The Need for Fiber-Optic Maintenance in Broadcast

April 30, 2015

With the presence of fiber optic cabling reaching almost every market, the need for proper maintenance has become a critical factor. If you are connecting a piece of equipment to a fiber optic cable that will likely never be removed (assuming both ends are clean to start) you probably have little to worry about. But in the broadcast world, cables are patched and un-patched multiple times each day (especially in a mobile truck at a live sporting event). The need for proper fiber optic contact maintenance -- cleaning & inspection -- is crucial to the integrity of the data being passed.

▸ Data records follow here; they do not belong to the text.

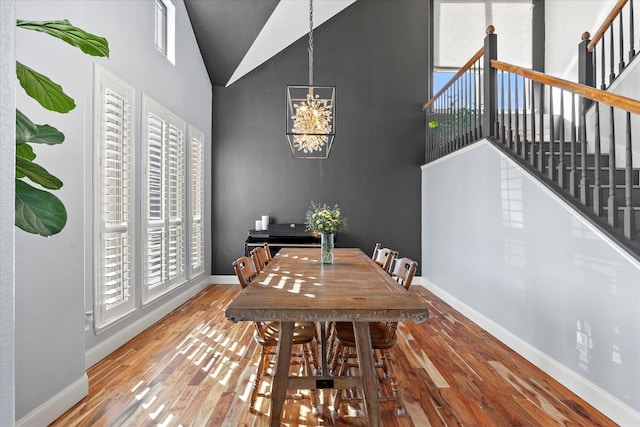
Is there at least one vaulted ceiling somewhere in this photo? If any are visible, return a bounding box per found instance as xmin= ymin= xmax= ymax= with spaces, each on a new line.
xmin=185 ymin=0 xmax=356 ymax=86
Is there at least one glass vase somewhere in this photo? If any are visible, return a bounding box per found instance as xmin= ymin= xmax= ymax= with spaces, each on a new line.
xmin=320 ymin=233 xmax=335 ymax=264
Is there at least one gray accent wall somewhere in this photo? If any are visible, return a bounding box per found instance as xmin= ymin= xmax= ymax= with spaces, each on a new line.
xmin=0 ymin=0 xmax=16 ymax=426
xmin=422 ymin=141 xmax=640 ymax=426
xmin=14 ymin=0 xmax=211 ymax=426
xmin=212 ymin=0 xmax=428 ymax=274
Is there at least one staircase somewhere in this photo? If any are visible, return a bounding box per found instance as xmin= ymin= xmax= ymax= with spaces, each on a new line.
xmin=496 ymin=137 xmax=640 ymax=257
xmin=423 ymin=20 xmax=640 ymax=260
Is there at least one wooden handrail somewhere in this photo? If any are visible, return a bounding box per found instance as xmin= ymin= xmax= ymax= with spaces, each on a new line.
xmin=587 ymin=0 xmax=629 ymax=52
xmin=491 ymin=59 xmax=640 ymax=114
xmin=422 ymin=46 xmax=484 ymax=111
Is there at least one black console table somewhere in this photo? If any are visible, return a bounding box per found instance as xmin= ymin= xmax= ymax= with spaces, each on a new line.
xmin=244 ymin=224 xmax=320 ymax=256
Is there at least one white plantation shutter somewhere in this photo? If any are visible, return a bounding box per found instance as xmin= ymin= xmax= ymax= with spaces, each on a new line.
xmin=142 ymin=96 xmax=186 ymax=303
xmin=433 ymin=0 xmax=532 ymax=71
xmin=189 ymin=127 xmax=204 ymax=275
xmin=167 ymin=123 xmax=185 ymax=279
xmin=94 ymin=66 xmax=135 ymax=331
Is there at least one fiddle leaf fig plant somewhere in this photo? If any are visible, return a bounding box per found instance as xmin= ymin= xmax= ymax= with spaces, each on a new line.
xmin=15 ymin=19 xmax=109 ymax=236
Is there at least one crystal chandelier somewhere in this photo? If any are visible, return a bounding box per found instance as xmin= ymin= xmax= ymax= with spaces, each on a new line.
xmin=286 ymin=0 xmax=336 ymax=159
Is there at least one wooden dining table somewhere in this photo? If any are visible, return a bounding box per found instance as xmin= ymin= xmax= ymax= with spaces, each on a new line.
xmin=225 ymin=248 xmax=429 ymax=427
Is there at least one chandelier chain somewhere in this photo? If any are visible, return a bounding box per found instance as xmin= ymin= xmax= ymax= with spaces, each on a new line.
xmin=309 ymin=0 xmax=313 ymax=86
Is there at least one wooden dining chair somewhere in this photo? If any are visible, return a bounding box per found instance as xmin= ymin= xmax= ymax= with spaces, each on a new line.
xmin=233 ymin=256 xmax=320 ymax=416
xmin=331 ymin=258 xmax=418 ymax=419
xmin=262 ymin=242 xmax=273 ymax=261
xmin=371 ymin=243 xmax=398 ymax=272
xmin=249 ymin=246 xmax=271 ymax=272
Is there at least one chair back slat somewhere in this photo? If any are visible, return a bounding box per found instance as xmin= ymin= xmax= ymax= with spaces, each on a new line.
xmin=389 ymin=257 xmax=418 ymax=290
xmin=250 ymin=246 xmax=270 ymax=271
xmin=233 ymin=256 xmax=258 ymax=289
xmin=371 ymin=243 xmax=398 ymax=272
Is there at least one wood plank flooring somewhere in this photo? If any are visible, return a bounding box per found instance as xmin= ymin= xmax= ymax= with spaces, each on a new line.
xmin=51 ymin=285 xmax=616 ymax=427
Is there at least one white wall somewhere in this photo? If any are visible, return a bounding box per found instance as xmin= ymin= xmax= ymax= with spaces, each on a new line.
xmin=16 ymin=0 xmax=211 ymax=425
xmin=422 ymin=141 xmax=640 ymax=425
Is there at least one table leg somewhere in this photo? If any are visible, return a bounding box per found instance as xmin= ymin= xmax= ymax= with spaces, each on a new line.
xmin=353 ymin=322 xmax=381 ymax=427
xmin=270 ymin=322 xmax=294 ymax=427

Every time you take the cap off of a fiber optic connector, you are potentially contaminating the system. Damage can be done to the contacts if dust, dirt or debris gets onto the face of the contacts. Then each time the cable is patched, it gets impacted between the contacts. Over time, this will begin to deepen and enlarge. The contacts can also become scratched and affect the performance. You will notice more “loss” until the signal reaches the digital cliff, the point at which no signal is able to pass. Engineers need to be able to quickly troubleshoot the line. This may cost even more time and money, especially if the signal is being aired. Maintaining a clean fiber optic data path will make it much easier to troubleshoot if anything does go wrong.

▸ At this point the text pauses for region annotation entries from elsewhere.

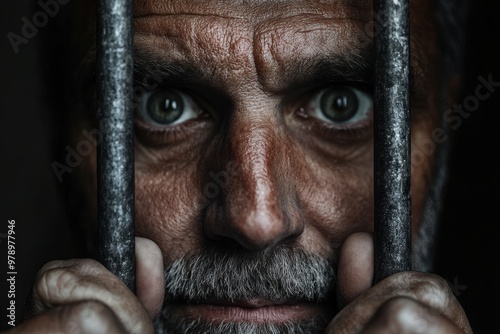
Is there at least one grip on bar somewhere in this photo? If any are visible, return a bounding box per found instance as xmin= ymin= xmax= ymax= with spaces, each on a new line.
xmin=373 ymin=0 xmax=411 ymax=283
xmin=97 ymin=0 xmax=135 ymax=291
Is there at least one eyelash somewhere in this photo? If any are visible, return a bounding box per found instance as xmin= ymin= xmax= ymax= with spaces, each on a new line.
xmin=292 ymin=84 xmax=373 ymax=143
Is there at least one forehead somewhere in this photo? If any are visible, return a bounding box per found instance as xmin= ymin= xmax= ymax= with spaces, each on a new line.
xmin=134 ymin=0 xmax=431 ymax=91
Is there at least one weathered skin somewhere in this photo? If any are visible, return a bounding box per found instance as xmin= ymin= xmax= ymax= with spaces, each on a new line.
xmin=14 ymin=0 xmax=471 ymax=333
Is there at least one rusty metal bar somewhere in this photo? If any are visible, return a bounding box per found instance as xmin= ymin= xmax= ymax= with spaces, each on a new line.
xmin=97 ymin=0 xmax=135 ymax=291
xmin=373 ymin=0 xmax=411 ymax=282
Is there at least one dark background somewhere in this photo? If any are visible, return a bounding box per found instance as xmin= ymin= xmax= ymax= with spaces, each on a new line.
xmin=0 ymin=0 xmax=500 ymax=333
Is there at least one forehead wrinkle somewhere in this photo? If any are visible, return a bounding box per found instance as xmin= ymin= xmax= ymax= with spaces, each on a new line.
xmin=134 ymin=0 xmax=371 ymax=24
xmin=254 ymin=15 xmax=371 ymax=91
xmin=134 ymin=15 xmax=255 ymax=88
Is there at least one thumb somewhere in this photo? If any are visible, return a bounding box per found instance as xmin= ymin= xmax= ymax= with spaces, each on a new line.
xmin=135 ymin=237 xmax=165 ymax=319
xmin=337 ymin=233 xmax=373 ymax=309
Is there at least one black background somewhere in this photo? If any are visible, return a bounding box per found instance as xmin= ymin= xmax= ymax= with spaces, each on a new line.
xmin=0 ymin=0 xmax=500 ymax=333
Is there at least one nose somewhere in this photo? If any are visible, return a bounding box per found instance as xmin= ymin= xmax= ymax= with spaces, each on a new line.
xmin=204 ymin=115 xmax=304 ymax=251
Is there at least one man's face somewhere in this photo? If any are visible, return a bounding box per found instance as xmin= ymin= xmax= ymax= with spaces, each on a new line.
xmin=79 ymin=0 xmax=439 ymax=332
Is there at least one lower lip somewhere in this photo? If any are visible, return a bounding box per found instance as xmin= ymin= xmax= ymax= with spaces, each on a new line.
xmin=172 ymin=303 xmax=326 ymax=323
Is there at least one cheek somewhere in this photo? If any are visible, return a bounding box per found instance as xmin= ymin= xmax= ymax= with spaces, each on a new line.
xmin=135 ymin=167 xmax=204 ymax=263
xmin=411 ymin=113 xmax=438 ymax=236
xmin=298 ymin=141 xmax=373 ymax=252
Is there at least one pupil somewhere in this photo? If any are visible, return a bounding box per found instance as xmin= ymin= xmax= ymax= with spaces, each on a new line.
xmin=148 ymin=91 xmax=184 ymax=125
xmin=320 ymin=88 xmax=358 ymax=122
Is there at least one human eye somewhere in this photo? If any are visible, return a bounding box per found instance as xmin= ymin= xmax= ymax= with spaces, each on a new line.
xmin=137 ymin=89 xmax=203 ymax=127
xmin=135 ymin=88 xmax=211 ymax=146
xmin=289 ymin=84 xmax=373 ymax=145
xmin=302 ymin=86 xmax=373 ymax=129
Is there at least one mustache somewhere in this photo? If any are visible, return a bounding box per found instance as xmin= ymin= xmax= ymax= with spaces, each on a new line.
xmin=165 ymin=245 xmax=336 ymax=303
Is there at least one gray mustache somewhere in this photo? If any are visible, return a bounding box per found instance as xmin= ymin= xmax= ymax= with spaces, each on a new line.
xmin=165 ymin=246 xmax=335 ymax=303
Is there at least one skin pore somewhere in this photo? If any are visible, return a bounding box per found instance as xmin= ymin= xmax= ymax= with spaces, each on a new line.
xmin=11 ymin=0 xmax=470 ymax=334
xmin=75 ymin=0 xmax=439 ymax=330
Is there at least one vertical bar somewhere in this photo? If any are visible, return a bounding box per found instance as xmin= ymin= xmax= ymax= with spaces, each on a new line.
xmin=97 ymin=0 xmax=135 ymax=291
xmin=373 ymin=0 xmax=411 ymax=282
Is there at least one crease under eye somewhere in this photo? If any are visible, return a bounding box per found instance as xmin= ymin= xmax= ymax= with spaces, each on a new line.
xmin=303 ymin=86 xmax=373 ymax=127
xmin=136 ymin=88 xmax=202 ymax=127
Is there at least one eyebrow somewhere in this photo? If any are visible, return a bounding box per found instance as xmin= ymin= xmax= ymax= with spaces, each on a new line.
xmin=134 ymin=43 xmax=416 ymax=97
xmin=279 ymin=51 xmax=374 ymax=91
xmin=134 ymin=51 xmax=208 ymax=86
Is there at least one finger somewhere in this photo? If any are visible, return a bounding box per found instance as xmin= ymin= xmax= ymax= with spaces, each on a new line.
xmin=33 ymin=259 xmax=154 ymax=333
xmin=329 ymin=272 xmax=472 ymax=333
xmin=361 ymin=297 xmax=464 ymax=334
xmin=135 ymin=237 xmax=165 ymax=319
xmin=337 ymin=233 xmax=373 ymax=308
xmin=9 ymin=301 xmax=126 ymax=334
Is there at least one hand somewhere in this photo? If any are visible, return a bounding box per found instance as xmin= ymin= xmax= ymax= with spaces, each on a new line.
xmin=9 ymin=238 xmax=164 ymax=334
xmin=327 ymin=233 xmax=472 ymax=334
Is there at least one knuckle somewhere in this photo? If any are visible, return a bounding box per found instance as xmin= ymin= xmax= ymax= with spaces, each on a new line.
xmin=378 ymin=297 xmax=429 ymax=333
xmin=410 ymin=273 xmax=452 ymax=307
xmin=34 ymin=268 xmax=76 ymax=301
xmin=63 ymin=301 xmax=119 ymax=334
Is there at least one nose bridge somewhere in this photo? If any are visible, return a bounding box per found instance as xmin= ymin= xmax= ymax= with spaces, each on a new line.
xmin=203 ymin=118 xmax=298 ymax=250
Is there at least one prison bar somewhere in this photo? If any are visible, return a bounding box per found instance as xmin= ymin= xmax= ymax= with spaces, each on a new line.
xmin=97 ymin=0 xmax=411 ymax=290
xmin=97 ymin=0 xmax=135 ymax=291
xmin=373 ymin=0 xmax=411 ymax=282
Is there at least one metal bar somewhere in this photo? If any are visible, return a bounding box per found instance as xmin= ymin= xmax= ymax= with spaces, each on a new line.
xmin=97 ymin=0 xmax=135 ymax=291
xmin=373 ymin=0 xmax=411 ymax=282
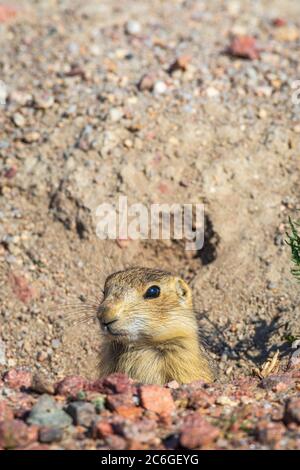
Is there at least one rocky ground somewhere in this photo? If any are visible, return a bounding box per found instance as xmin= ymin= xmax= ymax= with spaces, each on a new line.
xmin=0 ymin=0 xmax=300 ymax=448
xmin=0 ymin=369 xmax=300 ymax=450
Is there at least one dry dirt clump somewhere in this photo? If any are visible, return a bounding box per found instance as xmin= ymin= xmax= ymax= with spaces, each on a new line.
xmin=0 ymin=0 xmax=300 ymax=448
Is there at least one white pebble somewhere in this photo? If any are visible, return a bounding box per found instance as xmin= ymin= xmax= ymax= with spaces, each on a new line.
xmin=109 ymin=108 xmax=123 ymax=122
xmin=153 ymin=80 xmax=167 ymax=95
xmin=125 ymin=20 xmax=142 ymax=36
xmin=0 ymin=80 xmax=8 ymax=106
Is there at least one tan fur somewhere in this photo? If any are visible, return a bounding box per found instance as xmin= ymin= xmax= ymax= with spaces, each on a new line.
xmin=98 ymin=268 xmax=215 ymax=385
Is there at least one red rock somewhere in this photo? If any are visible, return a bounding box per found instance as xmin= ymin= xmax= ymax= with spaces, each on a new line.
xmin=228 ymin=36 xmax=259 ymax=60
xmin=168 ymin=54 xmax=192 ymax=73
xmin=0 ymin=419 xmax=38 ymax=449
xmin=272 ymin=18 xmax=286 ymax=28
xmin=3 ymin=368 xmax=32 ymax=389
xmin=179 ymin=412 xmax=220 ymax=449
xmin=22 ymin=442 xmax=49 ymax=450
xmin=256 ymin=420 xmax=285 ymax=446
xmin=260 ymin=375 xmax=294 ymax=392
xmin=139 ymin=385 xmax=175 ymax=414
xmin=284 ymin=396 xmax=300 ymax=424
xmin=113 ymin=419 xmax=157 ymax=443
xmin=126 ymin=439 xmax=147 ymax=450
xmin=91 ymin=373 xmax=134 ymax=394
xmin=0 ymin=400 xmax=14 ymax=422
xmin=92 ymin=420 xmax=114 ymax=439
xmin=55 ymin=375 xmax=89 ymax=398
xmin=0 ymin=5 xmax=17 ymax=23
xmin=9 ymin=273 xmax=36 ymax=303
xmin=189 ymin=389 xmax=215 ymax=409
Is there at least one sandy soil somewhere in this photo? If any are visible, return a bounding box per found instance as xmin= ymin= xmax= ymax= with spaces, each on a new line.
xmin=0 ymin=0 xmax=300 ymax=386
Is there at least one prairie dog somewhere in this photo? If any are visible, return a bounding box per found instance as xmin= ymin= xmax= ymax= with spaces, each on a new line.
xmin=97 ymin=267 xmax=215 ymax=385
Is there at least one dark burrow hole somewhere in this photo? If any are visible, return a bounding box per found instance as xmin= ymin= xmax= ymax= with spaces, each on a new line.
xmin=196 ymin=215 xmax=220 ymax=266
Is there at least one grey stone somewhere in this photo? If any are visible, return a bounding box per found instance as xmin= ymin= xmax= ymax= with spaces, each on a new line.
xmin=67 ymin=401 xmax=96 ymax=428
xmin=27 ymin=395 xmax=72 ymax=428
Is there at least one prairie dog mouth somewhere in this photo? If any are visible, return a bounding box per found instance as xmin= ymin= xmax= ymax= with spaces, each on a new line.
xmin=102 ymin=325 xmax=127 ymax=336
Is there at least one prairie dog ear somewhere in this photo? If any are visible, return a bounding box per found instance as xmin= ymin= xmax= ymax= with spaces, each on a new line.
xmin=175 ymin=277 xmax=191 ymax=301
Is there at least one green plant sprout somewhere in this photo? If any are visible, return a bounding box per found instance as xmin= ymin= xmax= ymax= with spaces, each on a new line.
xmin=286 ymin=217 xmax=300 ymax=281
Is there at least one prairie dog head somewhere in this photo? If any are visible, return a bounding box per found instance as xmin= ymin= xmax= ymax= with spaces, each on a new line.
xmin=97 ymin=268 xmax=196 ymax=344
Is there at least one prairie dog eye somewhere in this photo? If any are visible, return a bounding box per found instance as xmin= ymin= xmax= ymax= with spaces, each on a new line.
xmin=144 ymin=286 xmax=160 ymax=299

There are many types of cleaning kits on the market that you can purchase to keep your system running smoothly. The most economical and effective way is to use the wet/dry method of cleaning. All you need is a package of lint free medical grade swabs, 91% Isopropyl alcohol, and an inspection scope. Sure, there are some expensive kits out there, but others just prefer the simple “pen” type that has a small reel of dry, lint-free cloth moving over the contact.

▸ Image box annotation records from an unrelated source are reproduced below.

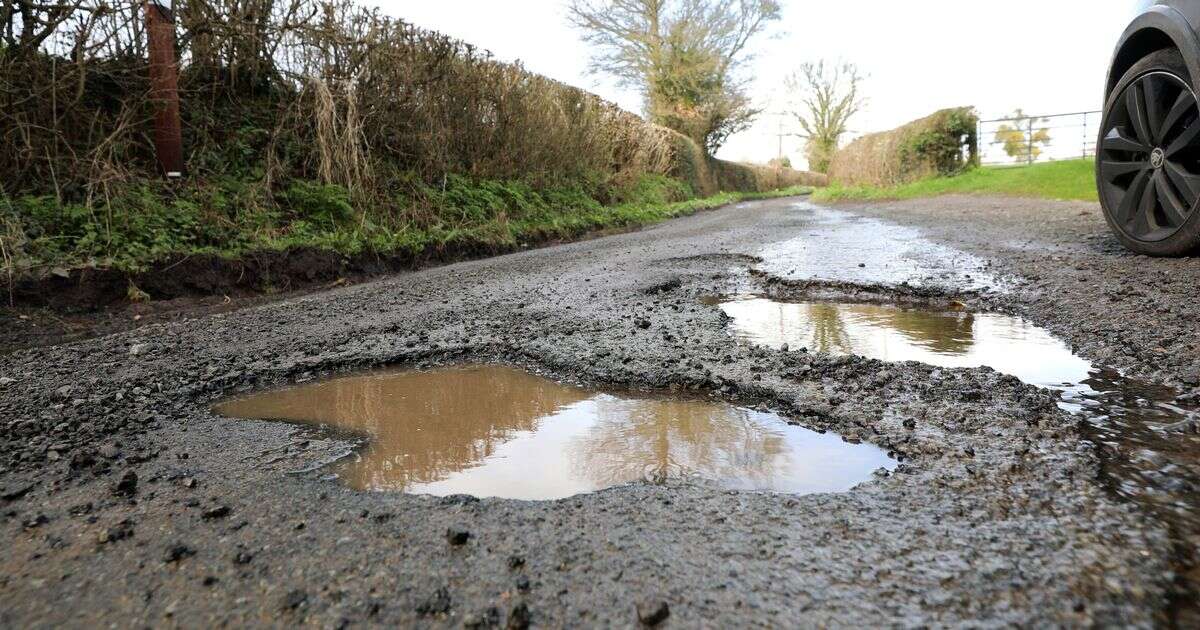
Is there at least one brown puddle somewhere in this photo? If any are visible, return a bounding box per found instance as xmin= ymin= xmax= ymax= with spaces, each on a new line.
xmin=702 ymin=296 xmax=1200 ymax=618
xmin=215 ymin=366 xmax=895 ymax=499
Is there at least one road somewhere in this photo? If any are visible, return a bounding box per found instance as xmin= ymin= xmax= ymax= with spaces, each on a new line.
xmin=0 ymin=197 xmax=1200 ymax=628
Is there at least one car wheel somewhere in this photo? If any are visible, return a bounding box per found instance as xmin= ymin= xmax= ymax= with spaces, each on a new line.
xmin=1096 ymin=49 xmax=1200 ymax=256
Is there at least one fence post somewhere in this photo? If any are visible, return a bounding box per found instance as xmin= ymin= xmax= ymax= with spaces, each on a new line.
xmin=1080 ymin=112 xmax=1087 ymax=160
xmin=144 ymin=0 xmax=184 ymax=179
xmin=1026 ymin=118 xmax=1033 ymax=164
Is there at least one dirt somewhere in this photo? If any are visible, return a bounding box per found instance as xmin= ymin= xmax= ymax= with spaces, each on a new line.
xmin=215 ymin=366 xmax=895 ymax=499
xmin=0 ymin=198 xmax=1200 ymax=626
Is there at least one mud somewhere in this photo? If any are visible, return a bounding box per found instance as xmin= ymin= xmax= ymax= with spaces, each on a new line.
xmin=702 ymin=296 xmax=1200 ymax=600
xmin=215 ymin=366 xmax=895 ymax=500
xmin=0 ymin=194 xmax=1185 ymax=626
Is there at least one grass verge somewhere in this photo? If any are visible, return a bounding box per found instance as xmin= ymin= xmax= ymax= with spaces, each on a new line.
xmin=0 ymin=175 xmax=810 ymax=278
xmin=812 ymin=160 xmax=1097 ymax=202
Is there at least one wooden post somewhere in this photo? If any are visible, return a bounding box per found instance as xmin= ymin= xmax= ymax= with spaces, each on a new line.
xmin=144 ymin=0 xmax=184 ymax=179
xmin=1026 ymin=116 xmax=1033 ymax=164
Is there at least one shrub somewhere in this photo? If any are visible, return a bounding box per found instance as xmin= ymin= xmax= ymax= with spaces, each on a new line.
xmin=829 ymin=107 xmax=979 ymax=186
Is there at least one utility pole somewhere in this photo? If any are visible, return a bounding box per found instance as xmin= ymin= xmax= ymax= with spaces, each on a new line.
xmin=775 ymin=114 xmax=784 ymax=164
xmin=1028 ymin=116 xmax=1033 ymax=164
xmin=144 ymin=0 xmax=184 ymax=179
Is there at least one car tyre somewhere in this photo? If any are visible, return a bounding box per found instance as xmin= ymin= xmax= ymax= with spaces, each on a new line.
xmin=1096 ymin=49 xmax=1200 ymax=256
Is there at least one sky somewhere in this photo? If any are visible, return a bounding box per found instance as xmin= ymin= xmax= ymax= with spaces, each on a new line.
xmin=379 ymin=0 xmax=1136 ymax=164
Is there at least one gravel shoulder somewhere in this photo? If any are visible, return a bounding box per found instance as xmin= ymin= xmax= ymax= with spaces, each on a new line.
xmin=0 ymin=198 xmax=1180 ymax=626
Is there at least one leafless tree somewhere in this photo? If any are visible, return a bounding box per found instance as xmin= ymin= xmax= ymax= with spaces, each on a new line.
xmin=568 ymin=0 xmax=780 ymax=154
xmin=785 ymin=60 xmax=866 ymax=173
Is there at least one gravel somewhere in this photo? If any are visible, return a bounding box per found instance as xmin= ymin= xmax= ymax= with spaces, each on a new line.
xmin=0 ymin=194 xmax=1180 ymax=628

At least 1 person on your staff should be properly trained to clean and maintain the fiber system. The most common types of fiber connectors are ST, LC and SC. Also, there are SMPTE connectors that are used on HD cameras that require an alignment/removal tool that allows you to gain access to the contacts. The last thing you need are 5 different people running around “cleaning” while they create more damage and loss for the system. Just like regularly changing the air filter in your car, a cleaning and inspection program should be a part of your fiber optic infrastructure maintenance plan.